In the days before medical science taught us that men can be infertile as well as women, infertility was assumed to always be the woman's problem. It was believed that all men were virile and fertile, so if no children were born to a couple, the woman was declared to be barren. In Sarai's case this was actually true, for we will find Abram being able to father a child with Hagar. But how did Sarai know she was the infertile person in the marriage? Did she just assume it because it was customary to assume it? Or had she always suffered from some sort of "female trouble" that led her to conclude that something in her anatomy didn't work the way it should? We don't know, but in ancient times there was a huge stigma attached to infertility. A woman who could not give her husband a child was pitied and looked down upon. She was treated as if she weren't a real woman at all. Imagine the toll this must have taken on Sarai's feelings of self-worth. Imagine going to the market and having to interact with pregnant women, with women who had multiple children tagging along behind them, and with women proudly showing off new grandbabies. Women in our own day, who struggle with infertility year after year, find these situations difficult. But for Sarai it must have been even worse, for she'd have had to deal with the pitying stares and the whispers of fertile women who either feel sorry for her, look down on her, or suspect there must be terrible sin in her heart if the Lord has prevented her from becoming a mother.

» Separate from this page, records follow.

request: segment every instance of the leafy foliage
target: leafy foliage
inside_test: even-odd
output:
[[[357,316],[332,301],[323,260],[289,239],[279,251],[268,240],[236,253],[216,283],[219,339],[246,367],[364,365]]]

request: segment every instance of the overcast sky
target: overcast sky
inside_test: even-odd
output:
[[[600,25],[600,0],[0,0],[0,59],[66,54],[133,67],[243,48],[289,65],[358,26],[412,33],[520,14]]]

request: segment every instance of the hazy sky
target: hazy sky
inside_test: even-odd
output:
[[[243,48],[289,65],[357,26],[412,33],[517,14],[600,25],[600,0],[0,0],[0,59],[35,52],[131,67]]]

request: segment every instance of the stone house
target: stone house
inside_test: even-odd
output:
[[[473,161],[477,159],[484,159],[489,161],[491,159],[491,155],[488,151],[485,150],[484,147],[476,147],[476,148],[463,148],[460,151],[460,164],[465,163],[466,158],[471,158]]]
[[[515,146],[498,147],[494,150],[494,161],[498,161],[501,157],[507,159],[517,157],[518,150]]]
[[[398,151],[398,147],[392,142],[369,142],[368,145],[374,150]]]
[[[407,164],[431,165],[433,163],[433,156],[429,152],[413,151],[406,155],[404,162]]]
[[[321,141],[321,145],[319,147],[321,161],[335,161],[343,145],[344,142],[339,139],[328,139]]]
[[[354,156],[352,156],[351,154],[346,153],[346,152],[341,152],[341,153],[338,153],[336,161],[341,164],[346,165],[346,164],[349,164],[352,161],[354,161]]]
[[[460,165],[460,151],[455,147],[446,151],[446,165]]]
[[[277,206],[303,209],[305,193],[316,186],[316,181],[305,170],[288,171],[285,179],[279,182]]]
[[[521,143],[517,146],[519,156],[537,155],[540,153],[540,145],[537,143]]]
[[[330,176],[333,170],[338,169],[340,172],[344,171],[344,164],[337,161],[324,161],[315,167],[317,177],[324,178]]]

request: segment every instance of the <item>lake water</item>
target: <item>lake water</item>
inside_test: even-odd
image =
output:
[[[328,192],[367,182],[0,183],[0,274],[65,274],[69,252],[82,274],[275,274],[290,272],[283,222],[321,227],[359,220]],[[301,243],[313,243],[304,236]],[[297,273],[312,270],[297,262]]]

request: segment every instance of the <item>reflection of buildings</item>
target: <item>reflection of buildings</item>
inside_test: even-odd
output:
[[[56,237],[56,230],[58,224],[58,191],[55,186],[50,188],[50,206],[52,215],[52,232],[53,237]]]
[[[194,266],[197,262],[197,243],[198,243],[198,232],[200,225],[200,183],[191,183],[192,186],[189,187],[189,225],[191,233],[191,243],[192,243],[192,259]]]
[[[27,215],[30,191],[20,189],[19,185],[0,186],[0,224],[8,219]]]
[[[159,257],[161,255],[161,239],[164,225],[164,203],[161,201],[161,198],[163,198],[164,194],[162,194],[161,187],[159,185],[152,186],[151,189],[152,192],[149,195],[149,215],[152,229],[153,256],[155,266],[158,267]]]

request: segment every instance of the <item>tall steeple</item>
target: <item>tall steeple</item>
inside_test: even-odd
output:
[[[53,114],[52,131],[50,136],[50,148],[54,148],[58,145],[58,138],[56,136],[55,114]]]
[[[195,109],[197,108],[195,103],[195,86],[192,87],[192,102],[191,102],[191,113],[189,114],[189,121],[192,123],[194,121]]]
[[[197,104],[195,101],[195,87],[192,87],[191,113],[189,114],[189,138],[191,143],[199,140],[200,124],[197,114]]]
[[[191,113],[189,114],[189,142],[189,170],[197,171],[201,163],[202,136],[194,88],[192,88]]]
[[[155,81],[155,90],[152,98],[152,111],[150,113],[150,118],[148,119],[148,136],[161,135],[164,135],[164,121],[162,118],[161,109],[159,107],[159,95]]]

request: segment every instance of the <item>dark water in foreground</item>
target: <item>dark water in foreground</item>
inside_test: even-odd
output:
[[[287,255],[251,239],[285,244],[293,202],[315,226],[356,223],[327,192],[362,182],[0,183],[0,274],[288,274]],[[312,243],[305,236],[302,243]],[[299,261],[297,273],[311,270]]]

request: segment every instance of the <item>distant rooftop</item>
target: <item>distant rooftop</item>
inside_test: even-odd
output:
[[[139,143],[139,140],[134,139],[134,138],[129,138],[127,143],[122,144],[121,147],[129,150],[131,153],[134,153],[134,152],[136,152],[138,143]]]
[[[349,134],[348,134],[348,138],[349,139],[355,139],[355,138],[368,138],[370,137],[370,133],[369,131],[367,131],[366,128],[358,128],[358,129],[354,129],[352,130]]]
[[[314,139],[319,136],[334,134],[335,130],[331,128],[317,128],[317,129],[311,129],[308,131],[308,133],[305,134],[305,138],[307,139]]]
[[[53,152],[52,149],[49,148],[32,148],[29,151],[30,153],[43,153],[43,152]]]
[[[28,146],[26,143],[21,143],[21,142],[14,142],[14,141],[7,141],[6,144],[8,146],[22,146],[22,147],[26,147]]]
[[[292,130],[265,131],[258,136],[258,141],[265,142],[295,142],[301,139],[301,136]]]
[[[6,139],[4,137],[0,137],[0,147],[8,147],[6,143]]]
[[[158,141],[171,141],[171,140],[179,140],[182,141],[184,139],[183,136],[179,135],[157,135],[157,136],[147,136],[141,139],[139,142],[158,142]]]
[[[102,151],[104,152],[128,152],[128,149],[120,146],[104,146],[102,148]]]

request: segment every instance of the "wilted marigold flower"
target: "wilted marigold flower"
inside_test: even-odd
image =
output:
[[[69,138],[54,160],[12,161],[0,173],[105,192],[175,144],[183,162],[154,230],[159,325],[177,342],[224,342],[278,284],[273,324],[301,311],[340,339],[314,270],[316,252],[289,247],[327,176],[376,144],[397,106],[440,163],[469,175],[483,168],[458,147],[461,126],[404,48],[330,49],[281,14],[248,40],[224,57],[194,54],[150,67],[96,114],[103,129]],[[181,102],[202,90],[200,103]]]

It was considered a shame to be barren in Sarai's time, and she's dealt with this year until she's past the age of menopause, and now she's given up on becoming a mother by natural means. The years of disappointment and disgrace have taken a heavy toll on her. She's reached the point of desperately offering her personal maid to be the secondary wife of her husband just so she can at last call herself a mother. She can bear the shame no longer. She feels like she can't take one more pitying stare or one more whisper behind her back. She is a virtuous woman but knows some people think she's a sinner and that her infertility is the punishment of the Lord. She wants to be the woman proudly holding a child by the hand in the marketplace. She wants it so badly that she's willing to do anything in order to be a mother---even if that means giving her husband a second wife. This is the low point to which the expectations of her culture and the years of disappointment have brought her.

Does she lack faith in the Lord? Yes, I think she does, but I can't help feeling sorry for her. She's a victim of her culture, of her time in history, and of her medical inability to produce the one thing she wants above all others. I can see why she makes the request she makes of her husband, and although it's not a request I can imagine making of my own husband, I understand what brought her to this point. Whatever amount of faith she has in the Lord, it is not strong enough to stand up to the pressure she's under, and she breaks. Could she and should she have stood strong and waited on the Lord? Yes, but haven't we all become impatient while waiting on the Lord? Haven't we all messed up because we wanted something so badly that we didn't wait for the Lord? If you haven't, odds are that if you live long enough, you'll get ahead of Him somewhere along the line. It's a human failing and we are all humans.

I can understand Sarai's reasoning better than I can understand Abram's, but tomorrow we are going to talk about what may have caused Abram to agree to Sarai's request.